Cities and states across the country are working to boost participation in school meal programs. A growing number of states are offering free breakfast to students, and more schools are now offering breakfast during the school day, which helps reduce the stigma associated with free and reduced-price meals and increase participation rates, according to Courtney Smith, program director of Share Our Strength’s No Kid Hungry campaign.

Vermont state has offered free breakfast for all students who qualify for reduced-price meals since 2008. Under a new law, students who were previously eligible for reduced-price meals can now have breakfast and lunch at no charge.

Last year, about 31,000 students in Vermont were eligible for free meals and about 6,000 more were eligible for reduced-price meals, according to Laurie Colgan, the state’s child nutrition program director. Children whose families earn less than 185 percent of the federal poverty level, or $43,568 for a family of four, are eligible for reduced-price meals under the National School Lunch Program. Those who earn less than 130 percent, or $30,615 for a family of four, are eligible for free meals.

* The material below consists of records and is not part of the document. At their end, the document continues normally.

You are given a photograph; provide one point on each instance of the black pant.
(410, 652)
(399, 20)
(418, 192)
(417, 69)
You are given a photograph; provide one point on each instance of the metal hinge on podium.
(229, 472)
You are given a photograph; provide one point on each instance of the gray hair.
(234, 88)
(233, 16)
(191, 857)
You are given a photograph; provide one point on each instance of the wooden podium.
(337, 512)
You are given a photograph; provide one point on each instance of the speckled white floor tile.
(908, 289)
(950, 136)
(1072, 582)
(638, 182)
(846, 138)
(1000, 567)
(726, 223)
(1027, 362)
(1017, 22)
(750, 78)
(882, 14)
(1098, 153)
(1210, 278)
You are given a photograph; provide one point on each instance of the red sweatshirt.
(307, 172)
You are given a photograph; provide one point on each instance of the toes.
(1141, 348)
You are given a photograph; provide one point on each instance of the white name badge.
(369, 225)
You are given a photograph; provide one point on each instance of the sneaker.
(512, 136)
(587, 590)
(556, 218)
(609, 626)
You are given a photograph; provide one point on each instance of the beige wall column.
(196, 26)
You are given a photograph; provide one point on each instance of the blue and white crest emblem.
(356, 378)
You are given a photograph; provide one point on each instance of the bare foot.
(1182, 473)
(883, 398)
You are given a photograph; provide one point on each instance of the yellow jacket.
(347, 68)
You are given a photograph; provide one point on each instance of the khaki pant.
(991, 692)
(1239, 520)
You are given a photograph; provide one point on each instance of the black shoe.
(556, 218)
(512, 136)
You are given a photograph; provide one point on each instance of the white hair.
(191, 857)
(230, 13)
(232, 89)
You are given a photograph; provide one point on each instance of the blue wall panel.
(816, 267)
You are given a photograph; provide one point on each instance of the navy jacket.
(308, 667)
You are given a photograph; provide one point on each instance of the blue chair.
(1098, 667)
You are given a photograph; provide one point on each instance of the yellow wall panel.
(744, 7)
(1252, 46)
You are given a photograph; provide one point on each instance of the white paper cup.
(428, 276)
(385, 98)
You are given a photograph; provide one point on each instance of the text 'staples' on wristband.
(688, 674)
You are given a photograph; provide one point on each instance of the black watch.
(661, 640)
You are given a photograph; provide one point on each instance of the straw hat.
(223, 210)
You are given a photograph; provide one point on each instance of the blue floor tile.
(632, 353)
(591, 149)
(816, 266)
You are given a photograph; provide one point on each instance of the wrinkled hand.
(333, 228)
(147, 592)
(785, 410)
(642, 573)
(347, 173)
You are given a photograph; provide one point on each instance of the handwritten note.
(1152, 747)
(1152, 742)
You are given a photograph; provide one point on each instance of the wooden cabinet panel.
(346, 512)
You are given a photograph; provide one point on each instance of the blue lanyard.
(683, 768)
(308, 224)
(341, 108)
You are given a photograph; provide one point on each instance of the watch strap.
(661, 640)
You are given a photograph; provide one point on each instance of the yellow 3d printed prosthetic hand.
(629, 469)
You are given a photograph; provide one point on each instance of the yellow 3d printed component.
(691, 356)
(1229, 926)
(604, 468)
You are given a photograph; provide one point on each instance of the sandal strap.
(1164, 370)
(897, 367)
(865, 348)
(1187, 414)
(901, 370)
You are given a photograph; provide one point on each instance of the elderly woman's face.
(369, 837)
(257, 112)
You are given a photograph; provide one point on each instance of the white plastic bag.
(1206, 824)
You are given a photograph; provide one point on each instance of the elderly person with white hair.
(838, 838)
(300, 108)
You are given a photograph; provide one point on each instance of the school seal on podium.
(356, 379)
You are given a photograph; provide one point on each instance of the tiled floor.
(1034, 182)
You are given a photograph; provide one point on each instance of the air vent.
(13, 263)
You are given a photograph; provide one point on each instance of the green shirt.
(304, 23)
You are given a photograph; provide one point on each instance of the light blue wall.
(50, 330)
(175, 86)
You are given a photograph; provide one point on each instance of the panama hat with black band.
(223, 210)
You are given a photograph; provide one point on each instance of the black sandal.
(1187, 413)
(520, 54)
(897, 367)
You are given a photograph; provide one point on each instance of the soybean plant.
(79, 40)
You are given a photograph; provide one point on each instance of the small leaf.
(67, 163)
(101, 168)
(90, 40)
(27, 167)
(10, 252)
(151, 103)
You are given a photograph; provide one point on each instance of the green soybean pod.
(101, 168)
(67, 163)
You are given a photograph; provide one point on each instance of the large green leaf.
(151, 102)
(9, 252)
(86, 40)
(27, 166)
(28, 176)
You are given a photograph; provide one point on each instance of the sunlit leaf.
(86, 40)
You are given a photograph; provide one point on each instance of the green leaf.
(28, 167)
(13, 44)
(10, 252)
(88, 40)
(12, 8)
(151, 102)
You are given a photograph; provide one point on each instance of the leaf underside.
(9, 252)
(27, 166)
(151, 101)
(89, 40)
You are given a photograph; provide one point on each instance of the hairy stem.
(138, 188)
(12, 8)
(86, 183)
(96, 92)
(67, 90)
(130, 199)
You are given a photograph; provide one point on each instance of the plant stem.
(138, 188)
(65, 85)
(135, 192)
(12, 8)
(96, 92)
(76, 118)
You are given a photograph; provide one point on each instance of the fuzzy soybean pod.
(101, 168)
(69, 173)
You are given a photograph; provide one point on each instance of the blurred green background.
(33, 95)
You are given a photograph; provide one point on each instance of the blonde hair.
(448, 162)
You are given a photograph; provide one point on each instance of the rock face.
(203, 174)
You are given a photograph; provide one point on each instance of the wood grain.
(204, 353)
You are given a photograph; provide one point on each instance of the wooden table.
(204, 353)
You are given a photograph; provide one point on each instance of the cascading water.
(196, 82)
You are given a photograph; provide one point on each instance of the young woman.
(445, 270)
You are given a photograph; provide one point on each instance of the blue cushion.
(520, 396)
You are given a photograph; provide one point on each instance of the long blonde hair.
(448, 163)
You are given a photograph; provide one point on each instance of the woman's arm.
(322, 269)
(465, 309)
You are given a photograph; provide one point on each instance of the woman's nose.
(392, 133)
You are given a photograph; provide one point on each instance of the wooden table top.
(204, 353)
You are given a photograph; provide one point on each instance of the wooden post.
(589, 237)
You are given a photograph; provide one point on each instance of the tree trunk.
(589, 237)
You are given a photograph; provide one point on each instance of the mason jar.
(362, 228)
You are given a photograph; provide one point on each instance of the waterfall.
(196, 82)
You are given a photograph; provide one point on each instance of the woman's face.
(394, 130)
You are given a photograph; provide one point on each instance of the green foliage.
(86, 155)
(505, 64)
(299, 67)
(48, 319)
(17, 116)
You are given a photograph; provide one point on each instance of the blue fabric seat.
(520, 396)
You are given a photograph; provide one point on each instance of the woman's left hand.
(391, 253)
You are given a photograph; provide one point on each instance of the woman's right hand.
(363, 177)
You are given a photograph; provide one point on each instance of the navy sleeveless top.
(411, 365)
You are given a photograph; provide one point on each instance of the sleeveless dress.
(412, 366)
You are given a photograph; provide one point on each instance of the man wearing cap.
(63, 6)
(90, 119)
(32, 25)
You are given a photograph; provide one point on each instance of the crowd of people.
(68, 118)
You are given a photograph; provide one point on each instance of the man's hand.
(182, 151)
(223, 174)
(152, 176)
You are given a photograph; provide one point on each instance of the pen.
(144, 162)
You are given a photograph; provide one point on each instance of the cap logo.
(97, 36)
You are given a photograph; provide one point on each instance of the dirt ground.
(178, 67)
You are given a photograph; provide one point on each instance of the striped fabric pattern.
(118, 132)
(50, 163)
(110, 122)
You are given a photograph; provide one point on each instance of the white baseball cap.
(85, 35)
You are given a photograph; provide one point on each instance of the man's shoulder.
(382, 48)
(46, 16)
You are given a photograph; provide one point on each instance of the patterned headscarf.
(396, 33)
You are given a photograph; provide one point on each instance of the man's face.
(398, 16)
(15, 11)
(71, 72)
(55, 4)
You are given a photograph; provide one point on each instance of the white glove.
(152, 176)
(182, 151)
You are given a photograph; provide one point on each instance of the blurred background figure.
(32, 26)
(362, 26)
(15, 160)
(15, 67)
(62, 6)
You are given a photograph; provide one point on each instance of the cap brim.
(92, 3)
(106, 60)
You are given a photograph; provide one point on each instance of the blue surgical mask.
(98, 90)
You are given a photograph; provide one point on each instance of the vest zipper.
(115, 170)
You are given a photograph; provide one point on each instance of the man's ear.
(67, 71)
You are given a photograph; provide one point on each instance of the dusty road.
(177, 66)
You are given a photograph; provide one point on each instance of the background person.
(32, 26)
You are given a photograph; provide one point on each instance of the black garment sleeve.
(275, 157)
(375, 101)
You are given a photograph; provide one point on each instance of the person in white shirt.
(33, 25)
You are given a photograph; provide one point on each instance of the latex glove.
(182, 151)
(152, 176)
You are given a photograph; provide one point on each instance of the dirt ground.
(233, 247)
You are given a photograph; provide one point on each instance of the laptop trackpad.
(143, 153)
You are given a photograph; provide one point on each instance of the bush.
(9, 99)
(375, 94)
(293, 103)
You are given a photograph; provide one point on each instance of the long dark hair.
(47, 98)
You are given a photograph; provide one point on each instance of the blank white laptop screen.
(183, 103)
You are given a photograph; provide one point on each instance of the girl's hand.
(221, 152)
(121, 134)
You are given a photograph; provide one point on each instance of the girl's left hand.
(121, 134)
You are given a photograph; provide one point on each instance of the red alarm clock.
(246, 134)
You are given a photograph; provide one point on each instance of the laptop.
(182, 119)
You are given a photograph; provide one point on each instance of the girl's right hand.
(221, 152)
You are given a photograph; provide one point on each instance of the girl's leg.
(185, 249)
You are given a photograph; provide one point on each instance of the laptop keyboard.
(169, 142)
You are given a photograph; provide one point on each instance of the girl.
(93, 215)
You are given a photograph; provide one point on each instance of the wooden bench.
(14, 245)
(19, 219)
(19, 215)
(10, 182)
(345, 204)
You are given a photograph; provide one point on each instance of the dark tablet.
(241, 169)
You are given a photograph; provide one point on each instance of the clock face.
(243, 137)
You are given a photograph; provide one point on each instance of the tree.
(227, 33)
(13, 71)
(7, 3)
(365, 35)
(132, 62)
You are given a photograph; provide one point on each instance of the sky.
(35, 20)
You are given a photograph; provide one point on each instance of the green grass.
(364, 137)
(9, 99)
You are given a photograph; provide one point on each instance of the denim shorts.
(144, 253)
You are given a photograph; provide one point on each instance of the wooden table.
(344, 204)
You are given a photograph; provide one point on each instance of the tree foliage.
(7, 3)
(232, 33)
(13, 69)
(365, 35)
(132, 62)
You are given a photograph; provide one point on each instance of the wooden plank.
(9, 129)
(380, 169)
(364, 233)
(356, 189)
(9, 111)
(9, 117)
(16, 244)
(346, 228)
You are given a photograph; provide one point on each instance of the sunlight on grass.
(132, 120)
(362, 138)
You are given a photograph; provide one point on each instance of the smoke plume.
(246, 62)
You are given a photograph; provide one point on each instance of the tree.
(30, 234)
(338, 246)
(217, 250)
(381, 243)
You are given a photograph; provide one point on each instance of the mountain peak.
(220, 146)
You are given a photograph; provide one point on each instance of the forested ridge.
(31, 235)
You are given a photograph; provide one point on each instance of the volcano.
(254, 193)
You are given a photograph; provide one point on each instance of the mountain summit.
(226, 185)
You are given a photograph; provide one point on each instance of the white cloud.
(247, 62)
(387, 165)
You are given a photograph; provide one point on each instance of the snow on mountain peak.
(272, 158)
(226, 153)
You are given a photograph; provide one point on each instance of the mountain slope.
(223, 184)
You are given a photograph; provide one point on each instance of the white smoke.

Last year, about 71 percent of students eligible for free meals in Vermont participated daily and 63 percent of those eligible for reduced-price meals participated, Colgan said. The new law is expected to cost the state $380,000 to $400,000 a year, which will come from the state’s general fund.

Those paying reduced prices last year were charged 40 cents for lunch, compared with the full price of $1.50 to $3.75, depending on the school. Colgan said schools reported that many students had trouble finding that much money for their meals.

Elsewhere around the country, states and school districts are taking a variety of approaches to combat student hunger, particularly by addressing breakfast.

Earlier this year, Colorado legislators enacted a law offering free breakfast to every student in a public school where at least 70 percent of students are eligible for free or reduced-cost lunch beginning in 2014-2015.  Arkansas approved a new law to support innovative school breakfast programs.  West Virginia adopted a law that aims to encourage school breakfast participation, and Texas enacted a law to require schools where more than 80 percent of students are eligible for free or reduced-price meals to offer free breakfast to all students.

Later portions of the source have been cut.